Monday, Aug. 16, 1948

Cat on the Carpet

"Wildcats" (unscheduled passenger lines) were digging their claws into the regular airlines. They were particularly sharp on the profitable New York-Los Angeles run. By last week a dozen wildcatters were hauling some 2,500 passengers weekly on the transcontinental run, grossing an estimated $10 million a year.

In one day's issue of the New York Daily News, ticket agencies representing the wildcats (for commissions as high as 20%) ran five different ads for cut-rate "air coach" flights to the West Coast. In Los Angeles, eight agencies were advertising. Prevailing rate: $99 plus tax (35% cheaper than the scheduled airlines' fare).

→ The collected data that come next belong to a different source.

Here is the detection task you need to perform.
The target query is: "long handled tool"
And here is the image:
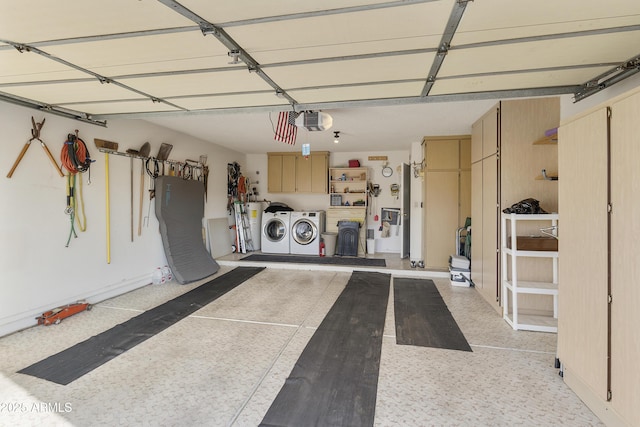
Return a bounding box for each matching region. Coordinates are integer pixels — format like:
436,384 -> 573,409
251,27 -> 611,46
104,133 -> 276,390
137,142 -> 151,236
94,138 -> 119,264
7,117 -> 64,178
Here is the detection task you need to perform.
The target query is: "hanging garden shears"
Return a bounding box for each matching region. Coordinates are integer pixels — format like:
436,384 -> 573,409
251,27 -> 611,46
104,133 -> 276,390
6,116 -> 64,178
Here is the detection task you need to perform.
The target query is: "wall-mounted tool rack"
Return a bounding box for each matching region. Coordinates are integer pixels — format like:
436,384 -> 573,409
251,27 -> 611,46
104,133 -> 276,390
96,148 -> 206,175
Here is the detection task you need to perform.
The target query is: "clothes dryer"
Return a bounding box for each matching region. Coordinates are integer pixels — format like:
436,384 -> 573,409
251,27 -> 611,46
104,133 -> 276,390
261,211 -> 291,254
290,211 -> 325,255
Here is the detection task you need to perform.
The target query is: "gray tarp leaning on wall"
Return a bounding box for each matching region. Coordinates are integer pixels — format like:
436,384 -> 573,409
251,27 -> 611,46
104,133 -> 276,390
155,176 -> 219,284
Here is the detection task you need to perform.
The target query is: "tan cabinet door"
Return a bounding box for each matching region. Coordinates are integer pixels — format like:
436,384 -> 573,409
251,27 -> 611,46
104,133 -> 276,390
267,154 -> 283,193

Chance to Purr. Earnings-wise, the regular airlines have had their worst twelve months in history. Yet, as the American Aviation Daily pointed out, "The combined losses of American, T.W.A. and United for the year 1947 would have been offset had [they carried] all of the passengers moving by nonsked carriers . . ."

The wildcats, who have been making money, plausibly retort that without the cheap "air coach" rates most of their passengers would have gone by train or bus. Said strapping (6 ft. 3 1/2 in.), cocksure Stan Weiss, president of wildcat Standard Air Lines: "The airlines are afraid of us, not because we are taking money away from them, but because the public and the Government now have something to measure them by."

Standard, the fattest of the dozen-odd transcontinental wildcats, started three years ago with just two converted C-47s and $90,000 of borrowed capital. Now it has eight DC-3s and $300,000 in assets, has never had a crackup. A fortnight ago Wildcatter Weiss got a chance to purr: because of a boycott of New York International (Idlewild) Airport by domestic airlines, the airport management hired Standard to fly Governor Thomas E. Dewey to Idlewild for the dedication ceremonies. Last week Weiss asked the Civil Aeronautics Board to certify Standard as a scheduled carrier, said frankly that he had been making scheduled flights (forbidden under his "irregular" registration) for the last five months.

Order to Suspend. CAB, which has let the wildcats pretty much alone, knows that the flying public likes bargain fares. It also knows that popular opinion favors competition. But CAB's mandate is to develop "a stable air transport system," and CAB knows that where the scheduled lines have to make their regular flights full or empty, and maintain many a money-losing run for "public necessity," the irregulars wait for full planeloads and raid only heavy-money runs.

That was why CAB last week ordered Wildcatter Weiss to suspend all operations, declared it would register no additional wildcat lines, ordered an investigation into all wildcat "practices and activities." Weiss, whose airline faces a death sentence if the CAB order sticks, went into court, and got a ten-day stay of execution. Without blocking a metaphor, he argued that the airlines were angry because wildcatters had "pulled the ground out from under them," added that he was "not going to be shouted out of business by [an] octopus."